Они смеются так, что в уголках глаз собираются слёзы. Преданный пёс, уже совсем старый и неповоротливый, столько времени мог ждать только самого любимого своего человека, и Тео понимает его как никто другой. Он тоже ждал верной собакой, не прекращая верить, пусть это ломало его изнутри.
Они засыпают в одной постели и забывают, что когда-то боялись быть уличенными в своей не платонической связи и наутро сгорали от стыда друг перед другом. А вечером всё повторялось, и не могло быть ничего лучше.
— Останься со мной.
Из Бориса не выйдет примерного семьянина — это ясно, как божий день, и не стоит строить иллюзий. Сомнения и ошибки делают людей людьми. А еще — умение прощать.
Тео улетает обратно в Нью-Йорк на следующий день, но знает, что обязательно вернется.
========== Part 3. New York golden cage, Stockholm syndrome and freedom (finally, my dear) ==========
Комментарий к Part 3. New York golden cage, Stockholm syndrome and freedom (finally, my dear)
Спасибо всем за комментарии к предыдущим частям и поддержку! Третья глава изначально не планировалась, но вот она, внезапно, и я ей радуюсь :) Без ваших отзывов не было бы вдохновения, шлю лучи любви :3
Nbsplv — V Temnote
Синие стены в доме Барбуров, увешенные изысканными полотнами, передающимися из поколения в поколение, и белые стены картинной галереи, пепел и мертвая тишина. Затхлый воздух в маленькой съемной квартире в спальном районе Нью-Йорка, след помады на пустой чашке с кофейной гущей на дне и плесень на недоеденном бутерброде, так и оставленном на тарелке. Бордовый свитер, небрежно брошенный на кровати и не убранный в шкаф. Словно она всё еще может вернуться. Тео так хотел бы, чтобы она могла вернуться.
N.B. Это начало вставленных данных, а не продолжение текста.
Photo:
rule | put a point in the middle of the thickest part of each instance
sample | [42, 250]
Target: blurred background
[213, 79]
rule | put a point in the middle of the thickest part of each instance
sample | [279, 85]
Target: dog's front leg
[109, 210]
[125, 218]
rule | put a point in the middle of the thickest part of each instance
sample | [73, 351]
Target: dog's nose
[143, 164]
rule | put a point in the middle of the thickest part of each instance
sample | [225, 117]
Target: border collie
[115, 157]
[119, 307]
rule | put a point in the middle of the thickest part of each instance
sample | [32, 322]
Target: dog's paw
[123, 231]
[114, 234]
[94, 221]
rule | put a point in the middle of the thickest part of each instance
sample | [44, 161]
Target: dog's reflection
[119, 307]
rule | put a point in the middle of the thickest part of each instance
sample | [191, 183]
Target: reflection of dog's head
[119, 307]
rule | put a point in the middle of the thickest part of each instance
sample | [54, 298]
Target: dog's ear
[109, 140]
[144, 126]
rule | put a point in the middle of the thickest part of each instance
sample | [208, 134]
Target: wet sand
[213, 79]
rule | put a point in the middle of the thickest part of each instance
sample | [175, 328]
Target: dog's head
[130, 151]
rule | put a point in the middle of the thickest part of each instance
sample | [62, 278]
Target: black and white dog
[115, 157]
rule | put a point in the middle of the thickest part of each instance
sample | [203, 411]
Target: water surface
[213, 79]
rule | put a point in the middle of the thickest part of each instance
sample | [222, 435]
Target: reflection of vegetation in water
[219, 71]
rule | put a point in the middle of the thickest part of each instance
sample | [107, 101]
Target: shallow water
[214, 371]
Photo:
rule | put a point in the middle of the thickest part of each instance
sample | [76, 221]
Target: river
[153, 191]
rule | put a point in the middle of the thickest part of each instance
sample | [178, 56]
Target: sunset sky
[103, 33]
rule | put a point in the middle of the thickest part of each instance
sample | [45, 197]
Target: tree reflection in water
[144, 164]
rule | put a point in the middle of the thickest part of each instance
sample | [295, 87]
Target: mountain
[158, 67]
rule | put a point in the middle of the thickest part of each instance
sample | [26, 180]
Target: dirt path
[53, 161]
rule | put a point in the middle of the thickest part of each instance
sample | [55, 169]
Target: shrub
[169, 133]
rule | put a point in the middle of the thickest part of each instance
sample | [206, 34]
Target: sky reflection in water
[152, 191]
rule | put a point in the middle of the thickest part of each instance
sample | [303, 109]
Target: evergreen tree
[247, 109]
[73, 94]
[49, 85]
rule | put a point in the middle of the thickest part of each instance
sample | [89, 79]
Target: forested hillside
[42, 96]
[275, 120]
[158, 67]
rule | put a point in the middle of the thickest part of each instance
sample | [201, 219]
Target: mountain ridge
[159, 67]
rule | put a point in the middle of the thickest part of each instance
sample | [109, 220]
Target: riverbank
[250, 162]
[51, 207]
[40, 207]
Он кричит. Таблетки, предложенные миссис Барбур, не помогают. Никто в их доме не может ему помочь. Китси и Тодди выглядят отвратительно довольными, Плата не видно на горизонте, мистер Барбур остается безмолвным. Энди предпочитает обойтись без объятий, а прощальный поцелуй миссис Барбур холодный, словно лёд. Тео больно.
Он кричит. Реальность путается со снами. Лишь раскрыв глаза, удается вновь вспомнить, как давно это было. Всё в прошлом, в ушедшей, потерянной жизни. После кошмаров Тео подолгу трясет, они становятся навязчивее и беспощаднее. Близится первая годовщина смерти матери. Если бы Бориса не было рядом, Тео кажется, что однажды он мог бы просто не проснуться.